Ahead of RiskMinds Americas in Boston this September, we polled our leading CROs and asked them, what are the emerging local and global risks that every bank should have on their risk radar? Here, we reveal their answers.
What risks are the CROs keeping their eye on?
Every CRO we surveyed cited cyber security as a risk they were keeping front and center over the rest of 2018 and beyond. Cyber threats have been a recurring theme in our CRO polls, consistently ranking in the top three risks, and it isn't hard to see why. Estimations vary, but banks are now dealing with and responding to hundreds of thousands of security alerts and cyber threats a day, and so far the total cost for cyber crime globally has added up to over 100 billion dollars.
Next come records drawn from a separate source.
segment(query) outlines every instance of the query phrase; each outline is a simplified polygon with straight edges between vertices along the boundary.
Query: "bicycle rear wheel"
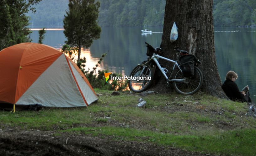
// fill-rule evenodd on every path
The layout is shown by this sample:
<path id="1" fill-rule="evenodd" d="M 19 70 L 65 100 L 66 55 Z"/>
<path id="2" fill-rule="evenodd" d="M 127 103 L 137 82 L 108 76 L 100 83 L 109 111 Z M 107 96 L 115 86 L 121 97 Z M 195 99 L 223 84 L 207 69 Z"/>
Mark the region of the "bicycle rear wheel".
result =
<path id="1" fill-rule="evenodd" d="M 149 88 L 153 84 L 153 80 L 140 80 L 141 77 L 153 77 L 152 68 L 149 66 L 138 65 L 132 70 L 130 75 L 131 77 L 136 78 L 136 80 L 130 80 L 128 83 L 130 90 L 134 92 L 139 93 Z"/>
<path id="2" fill-rule="evenodd" d="M 177 92 L 183 95 L 190 95 L 198 91 L 203 85 L 203 74 L 199 68 L 195 67 L 194 76 L 185 77 L 179 70 L 174 75 L 174 79 L 184 79 L 185 80 L 173 81 L 173 85 Z"/>

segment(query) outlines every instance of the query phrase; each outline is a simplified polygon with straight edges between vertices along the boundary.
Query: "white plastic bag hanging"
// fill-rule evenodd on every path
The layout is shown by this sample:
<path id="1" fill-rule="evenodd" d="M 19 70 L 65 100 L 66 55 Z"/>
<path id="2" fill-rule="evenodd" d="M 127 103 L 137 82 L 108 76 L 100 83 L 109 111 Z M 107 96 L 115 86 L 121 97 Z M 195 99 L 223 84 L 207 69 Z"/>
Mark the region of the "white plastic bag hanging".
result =
<path id="1" fill-rule="evenodd" d="M 173 25 L 172 28 L 170 38 L 171 39 L 171 43 L 175 41 L 178 38 L 178 28 L 176 26 L 175 22 L 173 23 Z"/>

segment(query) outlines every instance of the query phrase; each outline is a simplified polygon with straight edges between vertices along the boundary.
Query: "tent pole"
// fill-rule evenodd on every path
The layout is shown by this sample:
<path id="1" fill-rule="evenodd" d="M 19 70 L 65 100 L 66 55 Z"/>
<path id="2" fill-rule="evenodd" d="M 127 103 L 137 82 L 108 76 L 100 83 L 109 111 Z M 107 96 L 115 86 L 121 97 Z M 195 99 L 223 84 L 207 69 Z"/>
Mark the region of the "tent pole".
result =
<path id="1" fill-rule="evenodd" d="M 13 113 L 15 113 L 15 104 L 13 105 Z"/>

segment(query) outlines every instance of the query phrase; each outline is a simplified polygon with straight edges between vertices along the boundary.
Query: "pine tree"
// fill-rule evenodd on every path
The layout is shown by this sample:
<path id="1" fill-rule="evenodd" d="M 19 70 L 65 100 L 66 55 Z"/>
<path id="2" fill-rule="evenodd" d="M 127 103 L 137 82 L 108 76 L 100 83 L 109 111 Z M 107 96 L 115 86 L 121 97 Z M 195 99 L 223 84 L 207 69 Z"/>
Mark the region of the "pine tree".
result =
<path id="1" fill-rule="evenodd" d="M 100 37 L 101 29 L 97 21 L 100 3 L 94 0 L 70 0 L 63 20 L 66 43 L 78 48 L 77 64 L 82 47 L 88 48 Z"/>
<path id="2" fill-rule="evenodd" d="M 29 10 L 35 12 L 31 6 L 41 0 L 0 1 L 0 50 L 18 43 L 30 41 L 28 35 L 31 32 L 26 27 Z"/>

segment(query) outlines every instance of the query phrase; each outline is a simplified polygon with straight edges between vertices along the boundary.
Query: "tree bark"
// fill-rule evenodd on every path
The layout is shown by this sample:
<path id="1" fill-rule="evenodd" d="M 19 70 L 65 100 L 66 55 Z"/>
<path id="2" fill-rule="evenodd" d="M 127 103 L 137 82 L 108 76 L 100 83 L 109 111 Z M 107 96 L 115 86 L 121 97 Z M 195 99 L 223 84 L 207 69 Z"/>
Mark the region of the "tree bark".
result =
<path id="1" fill-rule="evenodd" d="M 175 46 L 195 55 L 203 63 L 199 66 L 204 76 L 201 91 L 227 98 L 221 87 L 221 81 L 216 63 L 213 2 L 213 0 L 166 0 L 161 47 L 164 57 L 174 60 L 176 59 L 176 51 L 173 50 Z M 178 28 L 178 37 L 177 41 L 171 43 L 170 33 L 174 22 Z M 172 63 L 159 61 L 163 66 L 169 67 L 169 69 L 173 66 Z M 166 89 L 163 89 L 166 88 L 163 81 L 159 82 L 155 90 L 166 91 Z"/>

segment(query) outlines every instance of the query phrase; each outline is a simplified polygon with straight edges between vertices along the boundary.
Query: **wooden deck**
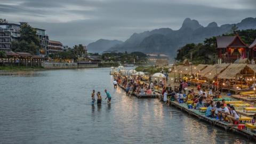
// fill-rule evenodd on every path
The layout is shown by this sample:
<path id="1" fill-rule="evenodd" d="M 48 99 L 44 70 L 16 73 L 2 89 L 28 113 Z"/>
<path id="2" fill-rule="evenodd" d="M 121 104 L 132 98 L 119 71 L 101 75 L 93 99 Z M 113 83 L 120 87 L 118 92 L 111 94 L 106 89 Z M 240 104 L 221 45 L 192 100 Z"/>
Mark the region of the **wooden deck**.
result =
<path id="1" fill-rule="evenodd" d="M 246 96 L 241 96 L 240 95 L 231 95 L 231 97 L 247 102 L 256 102 L 256 99 L 248 99 L 248 97 Z"/>

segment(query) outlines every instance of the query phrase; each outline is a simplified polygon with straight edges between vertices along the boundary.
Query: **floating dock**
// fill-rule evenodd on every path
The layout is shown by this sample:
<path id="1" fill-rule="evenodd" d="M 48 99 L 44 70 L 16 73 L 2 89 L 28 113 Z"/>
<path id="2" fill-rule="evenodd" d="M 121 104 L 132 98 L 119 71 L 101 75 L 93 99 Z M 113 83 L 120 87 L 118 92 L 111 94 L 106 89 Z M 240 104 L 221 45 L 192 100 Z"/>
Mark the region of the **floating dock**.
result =
<path id="1" fill-rule="evenodd" d="M 119 84 L 118 86 L 121 89 L 125 90 L 125 87 L 124 87 L 124 86 Z M 134 95 L 136 96 L 135 95 Z M 157 95 L 158 97 L 159 97 L 159 99 L 161 100 L 162 97 L 161 97 L 160 95 Z M 217 120 L 215 118 L 206 117 L 205 116 L 204 113 L 200 112 L 199 110 L 195 109 L 189 109 L 188 108 L 188 105 L 187 103 L 180 103 L 177 101 L 170 101 L 169 103 L 170 106 L 174 106 L 180 109 L 182 111 L 186 112 L 189 115 L 192 115 L 193 116 L 196 117 L 199 120 L 202 119 L 205 122 L 208 122 L 212 125 L 223 128 L 226 131 L 230 131 L 239 133 L 245 136 L 245 137 L 247 137 L 250 140 L 256 141 L 256 130 L 255 130 L 238 129 L 238 125 L 230 125 L 229 123 L 226 122 L 225 121 L 221 121 L 219 120 Z"/>

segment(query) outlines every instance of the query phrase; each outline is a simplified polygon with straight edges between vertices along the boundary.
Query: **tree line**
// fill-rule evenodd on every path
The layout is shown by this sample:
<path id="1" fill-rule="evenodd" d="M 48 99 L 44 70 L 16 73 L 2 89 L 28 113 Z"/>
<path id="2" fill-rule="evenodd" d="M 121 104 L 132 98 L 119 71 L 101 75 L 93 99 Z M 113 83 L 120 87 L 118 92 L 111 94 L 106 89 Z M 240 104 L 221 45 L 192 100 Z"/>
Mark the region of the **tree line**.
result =
<path id="1" fill-rule="evenodd" d="M 238 34 L 246 44 L 250 45 L 256 38 L 256 29 L 240 30 L 235 26 L 230 33 L 222 36 L 235 36 L 236 34 Z M 187 44 L 177 51 L 175 60 L 178 61 L 186 59 L 190 60 L 192 56 L 193 63 L 214 63 L 217 57 L 216 46 L 216 36 L 205 38 L 202 43 Z"/>

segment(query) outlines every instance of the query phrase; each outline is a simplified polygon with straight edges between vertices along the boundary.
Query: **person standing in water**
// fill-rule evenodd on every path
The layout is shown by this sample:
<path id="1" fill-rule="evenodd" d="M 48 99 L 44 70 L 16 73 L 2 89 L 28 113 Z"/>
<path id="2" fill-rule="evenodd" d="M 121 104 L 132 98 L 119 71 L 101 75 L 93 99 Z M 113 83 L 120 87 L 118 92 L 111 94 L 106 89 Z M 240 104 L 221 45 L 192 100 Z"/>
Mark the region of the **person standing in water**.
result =
<path id="1" fill-rule="evenodd" d="M 95 102 L 95 90 L 92 90 L 92 105 L 94 105 Z"/>
<path id="2" fill-rule="evenodd" d="M 117 82 L 116 82 L 116 79 L 114 79 L 113 82 L 114 84 L 114 88 L 117 88 Z"/>
<path id="3" fill-rule="evenodd" d="M 101 104 L 101 95 L 100 95 L 100 92 L 98 92 L 97 93 L 97 104 Z"/>
<path id="4" fill-rule="evenodd" d="M 108 98 L 108 103 L 110 103 L 111 101 L 111 95 L 107 91 L 107 90 L 105 90 L 105 93 L 107 94 L 107 97 L 106 97 L 105 100 Z"/>

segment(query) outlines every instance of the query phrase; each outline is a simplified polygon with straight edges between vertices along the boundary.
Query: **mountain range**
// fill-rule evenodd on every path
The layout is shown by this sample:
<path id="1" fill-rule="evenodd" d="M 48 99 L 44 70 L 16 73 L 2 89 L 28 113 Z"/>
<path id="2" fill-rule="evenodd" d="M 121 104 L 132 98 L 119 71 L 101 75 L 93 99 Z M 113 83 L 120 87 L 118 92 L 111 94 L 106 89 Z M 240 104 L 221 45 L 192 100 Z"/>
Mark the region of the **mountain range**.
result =
<path id="1" fill-rule="evenodd" d="M 123 43 L 120 42 L 117 44 L 113 42 L 113 45 L 99 45 L 102 47 L 98 47 L 97 50 L 101 50 L 101 52 L 108 50 L 120 52 L 140 51 L 146 53 L 164 53 L 173 58 L 179 47 L 188 43 L 202 43 L 206 38 L 230 32 L 231 28 L 234 25 L 239 30 L 256 29 L 256 18 L 247 18 L 237 23 L 225 24 L 220 26 L 218 26 L 216 22 L 212 22 L 206 27 L 203 27 L 196 20 L 186 18 L 179 30 L 174 30 L 167 28 L 146 31 L 139 34 L 134 33 Z M 91 44 L 97 45 L 99 41 L 89 45 Z M 90 50 L 89 45 L 88 47 Z M 95 47 L 91 47 L 95 49 Z"/>
<path id="2" fill-rule="evenodd" d="M 118 40 L 100 39 L 95 42 L 90 43 L 87 46 L 88 51 L 91 53 L 101 53 L 114 46 L 119 46 L 124 42 Z"/>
Both money and data are lucrative commodities for cyber criminals, and with the explosion of IoT and connected devices the potential for attacks will only increase. As demographics shift and more and more of a bank's client base expects swift and effective digital offerings, banking technology will become every more critical to remain competitive, however consumers will not want a trade-off between efficiency and increased risk.
Many boards are now considering how to best manage cyber risk, with some debate around appointing a Chief Cyber Officer to oversee new strategies, or assigning more responsibility for cyber to the CFO or CRO. Appointing a Chief Information Security Officer (CISO) has grown in popularity, though opinions differ on whether the CISO should report to the CEO or some other executive. Whatever banks decide, it is clear that they will not be able to work in a silo, and that cyber security measures must be implemented across departments.
Concerns around the risk culture in banking are not new, however there does appear to be a renewed interest and focus on this, with over half of our CROs responded with conduct risk as a key area.
Risk managers are taking time to define what their desired risk culture looks like and what steps they can take to promote and maintain this at all levels of the organisation. The focus is shifting from solely a "tone from the top" attitude towards an inclusive embedding of values and daily behaviours at all levels.
In a recent EY publication the idea that, "while progress has been made by many financial institutions, embedding risk culture throughout the institution will remain a key challenge for many years to come — cultural change does not happen overnight." Many risk managers surveyed seem to acknowledge the slow and consistent steps needed to address this risk and will continue to embed this throughout 2018.
From the impact of recent elections and rising attitudes of global protectionism to climate change and reputational risk from mis-managed social media interactions, many CROs we polled were also keeping macro trends on their radar.
Concerns included how the U.S.'s belligerent trade rhetoric will continue to unsettle markets and contribute to volatility. Telltale signs like billions of pounds of U.S. meat meant for export laying in storage and U.S. imports reaching new highs as companies fear all-out trade war, indicate that current volatility portends greater uncertainty. U.S. President Donald Trump has thus far been emboldened in his promise of a strengthened U.S. economy, but as business leaders continue to speak out and the potential effects of trade war begin to hit home, many risk managers are watching for conciliatory shifts as the U.S. Republican party eyes the upcoming November mid-term elections.
Immigration debates also look to impact firm strategy around developing technological capabilities. Firms that have long looked to import high-skilled workers for in-house technology development may find that potential avenues for bringing talent on through immigration programs will close. In this environment, banks may decide to grow their technology offerings through acquisitions, with the potential for substantial integration risks due to systems agglomeration.
Compete or collaborate? It's an important question facing banks when it comes to their relationship with emerging FinTech start-ups, and remains high on the priority list for CROs globally. Whilst some banks are playing catch up to develop new apps and capability to rival FinTechs. almost daily new entrants to the market offer potential partnerships to the larger financial incumbents.
Increased collaboration can go hand-in-hand with increased third party risk, and pairing legacy systems with new technology can often lead to cyber security gaps and vulnerability too. Since the introduction of GDPR this May, data protection when working with FinTechs is also giving risk managers a headache, and for some may prove more hassle than it is worth.
However, many will have learned from the recent TSB digital banking fiasco though, that it is not necessarily easier to bring FinTech strategies in-house. As the company attempted to move accounts from one legacy system to their new in-house host server, a catastrophic IT glitch resulted in some series reputational and financial damage to the bank.
The interest from large tech companies like Amazon and Google into providing financial services is also giving risk managers some food for thought. With large and loyal customer pools and huge amounts of data at their disposal, tech firms could prove a very tough adversary should they make a move into the FinTech and banking space.